Another problem with the recipe section is that the portion sizes change in the oddest way. For example, compare the white bean salad and the red and black bean salad on the following page. Both recipes have olive oil and a couple of herbs/spices. The white bean salad--with 1 can of beans--serves 4. The red and black bean salad, with 2 cans of beans, serves 2! What? So the white bean salad has 186 calories a portion, the red and black has 528.
There are more examples of this throughout the book.
There is more: on beans, the authors recommend using dried beans over canned because canned beans have a high sodium level and dried have none. They write that according to the US Dept of Agriculture, 1 cup of navy beans has 1174 mg of sodium...Well, this "statistic" just sounded wrong, so I meandered to my cabinet and checked the sodium levels on what I had on hand:
Westbrae Natural lentil: 300 mg
Trader Joe's garbanzo beans: 780 mg
Westbrae Natural fava: 270 mg
Westbrae Natural kidney: 280 mg
(Note: you can rinse beans, thus getting rid of much of the salt.)
So, after recommending dried beans, they only give the amount to use in recipes of canned beans! (FYI...one 15 oz can of beans=1 1/2 cups.)
Another example is that several chicken recipes used the same amount of chicken with different servings. In addition, some recipes called for a whole chicken...my question is, how did they come up with the calories? Does it include the skin? Dark meat is higher in calories than white...Finally, in an anti-inflammatory cookbook, I would think only boneless white chicken would be used.
Finally, while they list 10 of their favorite anti-inflammation foods (salmon, flaxseeds, blueberries, almonds, mushrooms, broccoli, quinoa, brussels sprouts, onions, and green tea) they fail to give us the IF factor. (They do provide a list of 10 common foods, however.)They talk about nutritionist Monica Reinagel, the creator of the inflammation factor (IF) and tell the reader to go to her site for food ratings. Much more helpful would have been if they took some of their recipes and gave us examples of menus with the IF factors. According to Reinagel, we should strive for 50 + a day...well, show us how to do that!
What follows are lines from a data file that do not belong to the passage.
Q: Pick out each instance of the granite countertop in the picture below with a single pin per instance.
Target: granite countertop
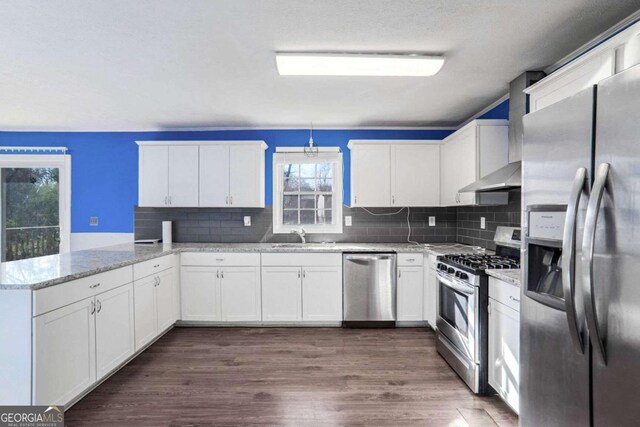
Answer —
(510, 276)
(42, 272)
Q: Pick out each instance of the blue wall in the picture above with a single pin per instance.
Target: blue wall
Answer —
(104, 165)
I struggled with the rating for this book and considered going lower than 3 stars. However, there IS some sound advice in this book. There are also some terrific looking recipes (as a former professional and still avid cook, I am very good at looking at recipes and "getting" what they'll taste like)--all loaded with anti-inflammatory ingredients. The vast majority fo them are also pretty simple and quick to make. Reading them, you'll get how to make your own favorite recipes more anti-inflammatory (ie adding onions, garlic, turmeric, etc.)